The Manor Theatre Has Closed. Is This Our First Last Goodbye?

What other signature spaces will the virus steal from us?
Manor

The closing of the Manor Theatre crushes. A business that’s been in the same spot for 73 years, a millennium in Charlotte time, is gone. An art house theater that supported local filmmakers, that took a chance on quirky movies that usually don’t escape bigger cities, has closed for good.

Could this be our first last goodbye? Is this the first in a series of COVID-related closings of places we can’t imagine Charlotte without? We read foreboding predictions about the fate of small businesses, and it’s impossible not to think about our favorite Charlotte shops, restaurants, theaters. At a time when we want nothing more than to be together again, how many of these places will we have to return to? How many will survive partial re-openings and lower demand? We’re still in a disorienting limbo: We don’t know whether reopenings will initiate a gradual welcome back to our old lives or reveal themselves as the opening days of a dreaded, dreadful alternate reality. What if, as Conan O’Brien posited in a recent tweet, these are the good old days?

Of course, a pandemic causes far greater grief and fear, and losing a movie theater hardly registers on the scale of loss these days. But we can’t deny our hundred little griefs and sadnesses; they’ll show up, somehow, whether we invite them or fight them off. We miss our friends and family. We miss our places. We miss our old normal.

During a recent virtual happy hour with friends, our conversation turned to the things we look forward to, a wistful subject that often follows the second drink. One friend said he can’t wait to hear, “Do you want me to start a tab for you?” For me, it’s, “You want butter on your popcorn?” (And yes, I do.)

I love a night in a movie theater. To sit in a big room of people who laugh at the same jokes together. To sniffle (or all-out cry) beside strangers. There we are, in the same room and going nowhere, but after a couple of hours, we leave feeling like we’ve been somewhere together. Who doesn’t feel more warmly toward the people in the theater when you walk out, versus when you walked in?

Indie movie theaters like the Manor unite us with our people. A movie by Yorgos Lanthimos or Darren Aronofsky draws a different crowd than a summer blockbuster, and those of us who like indie films usually like each other, too. For the documentary Toni Morrison: The Pieces I Am at the Manor last summer, there they were: all the other people whose idea of an ideal Friday night was to sit in the company of one of the greatest American novelists and her words. We smiled at each other as we took our seats. How could we not? Toni!

Grumpy people insist that no one watches movies in theaters anymore. These people say no one goes to libraries, either. I think of them and laugh each time I circle the parking lot at the Morrison Library waiting for a spot to open, or when the best seats in the movie theater (center, two-thirds back) are taken on a Tuesday evening. Plenty of us love theaters and libraries. I suspect that not going to either might explain the grumpiness of those who claim otherwise.

But, like many, I didn’t fully realize how important those spaces were until I couldn’t go. They’re fun, they’re entertaining, but they also allow us to be the social creatures we are. Even for an introvert like me, stay-at-home orders have shown how much I need time with people. We lose something of ourselves when we don’t share ourselves. I miss working, even solo, in coffee shops and libraries. Netflix can’t compete with a theater. My deck has nothing on a restaurant patio. It has less to do with amenities and more to do with the people and the energy around me. I miss my city.

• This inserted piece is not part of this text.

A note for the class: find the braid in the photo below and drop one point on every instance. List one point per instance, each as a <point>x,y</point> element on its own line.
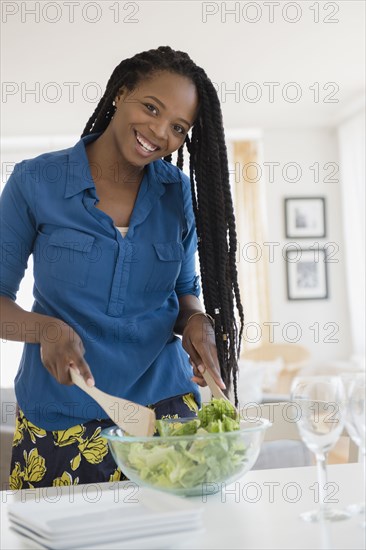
<point>210,189</point>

The last movie I saw at the Manor was JoJo Rabbit, back in February, twice. Few theaters took a chance on a satiric comedy about a goofy, imaginary Hitler that was also a treatise on racism and anti-Semitism. My husband and I brought his father, who had moved to Charlotte a few years ago, and I told him: You’re not a true Charlottean until you’ve seen a movie at the Manor. It’s one of those few unique experiences left in town. (I gave him a list of other such places and experiences, which I won’t share out of superstitious fear that I’ll write about them next.)

Before the final credits of JoJo Rabbit, part of a poem by Rainer Maria Rilke appears on screen. During that second viewing, I committed it to memory:

Let everything happen to you.

Beauty and terror.

Just keep going.

No feeling is final.

A month later, I wrote that poem in Scrabble letters on my dining room table as the potential of the pandemic became clearer. It connected me to my father-in-law, whom I couldn’t see for a while; it connected me to a favorite place, which I couldn’t visit. It connected me to a day that felt utterly normal when it happened but seemed almost surreal a month later.

Back then, I said JoJo Rabbit was the last movie I saw at the Manor, but back then, “last” meant “most recent.” I think back now on my great meals, concerts, and shopping trips in Charlotte, and I hate that I wonder which were my most recent, and which were my last.